When a business friend offered to host a blog for me at no charge, it was an offer that I could not pass up. This generous offer led to the development of the Internet Marketing Remarks blog. A side benefit of starting a blog from scratch is that it allows for testing of SEO tactics with a clean slate.
The first strategy to be tested was to determine if focusing exclusively upon blog commenting is an effective SEO strategy for a new blog. While my conclusion is based on a sample size of just one blog, and certainly can be not be considered definitive, I think I have reasonably strong evidence that blog commenting alone does not work as an SEO strategy for a new site.
Do not get me wrong, I am a big fan of blog commenting. However, it does not provide sufficient benefits to be a productive use of time from a purely SEO perspective. I am not going to delve into all the benefits of blog commenting as a traffic building tool as it has been exhaustively summarized in the comment thread on a Copyblogger post.
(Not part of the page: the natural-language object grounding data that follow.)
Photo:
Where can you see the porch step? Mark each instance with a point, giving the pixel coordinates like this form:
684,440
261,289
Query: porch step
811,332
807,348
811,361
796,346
The following are caveats to the conclusion that blog commenting is not a productive use of time for SEO:
1) Interest grabbing comments in blogs that allow inserting links within the comment body or in the author profile lead to clicks to your site. However in order for this to work from an SEO standpoint, a visitor that discovers your site via a link in a blog comment: A) has to appreciate the blog/site enough to deem it worthy of link; and B) has to have the capacity or authority to upload hyperlinks. At least in my experience, this does not happen very often.
2) I did not test the results of commenting on do-follow blogs. The results may have been different if I had hunted for do-follow blogs, which do not include the no-follow tag that is specifically designed to signal to the search engines not to pass on link authority. My blog commenting was limited to interesting articles to which I could add meaningfully to the thread. I really truly was attempting to add value, not just testing out a tactic for manufacturing link authority .
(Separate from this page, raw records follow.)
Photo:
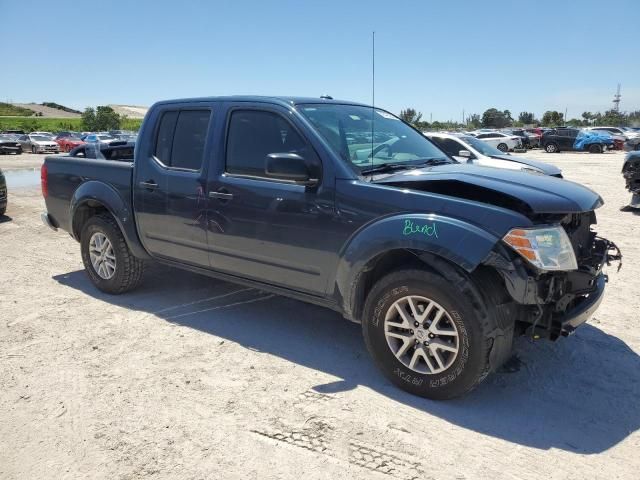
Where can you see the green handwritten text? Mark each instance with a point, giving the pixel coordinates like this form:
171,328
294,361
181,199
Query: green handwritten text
412,229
3) Google indexes blog comments. So your blog comments may turn up in response to search queries, but only with links to your comment and the site where you posted the comment. No link authority is passed on to your own site.
An ephemeral benefit of blog commenting is that it can lead to impressive looking results on Yahoo Site Explorer. If I was duplicitously trying to impress a client with all my activity on their behalf, one look at the stats would demonstrate that I had been busy. As shown below, I have generated 119 in links to Internet Marketing Remarks according to Yahoo Site Explorer.
However, digging a bit deeper by reviewing SEOmoz’s Open Site Explorer and Google Webmaster Tools tells a different story. Both are reporting zero link authority is being garnered by the blog comments. The Open Site Explorer report is shown below.
Conclusion
The key learning is that all my blog commenting activity on no-flollow blogs seemly has not produced an iota of link authority. The no-follow tags are working so that comments are not being given any weight by the search engines, at least based on the Open Site Explorer and Google Webmaster Tools reports. However, this only means that these blog comments have not been productive from the standpoint of building link authority. Responding to an interesting blog article with a well thought out comment: 1) provides pride of authorship; 2) connects to the community that reads and comments on the blog; 3) establishes credibility, 4) and leads to some click thru traffic. These are all good reasons to participate in blog commenting. However, from solely an SEO perspective of manufacturing link authority via submitting comments to no-follow blogs, it is an inefficient tactic. And on the other side of the coin, as the moderator of a couple of blogs, insipid blog comments submitted solely to try to garner SEO benefits have zero chance of getting publsihed on my blogs (which are of course, no-follow blogs).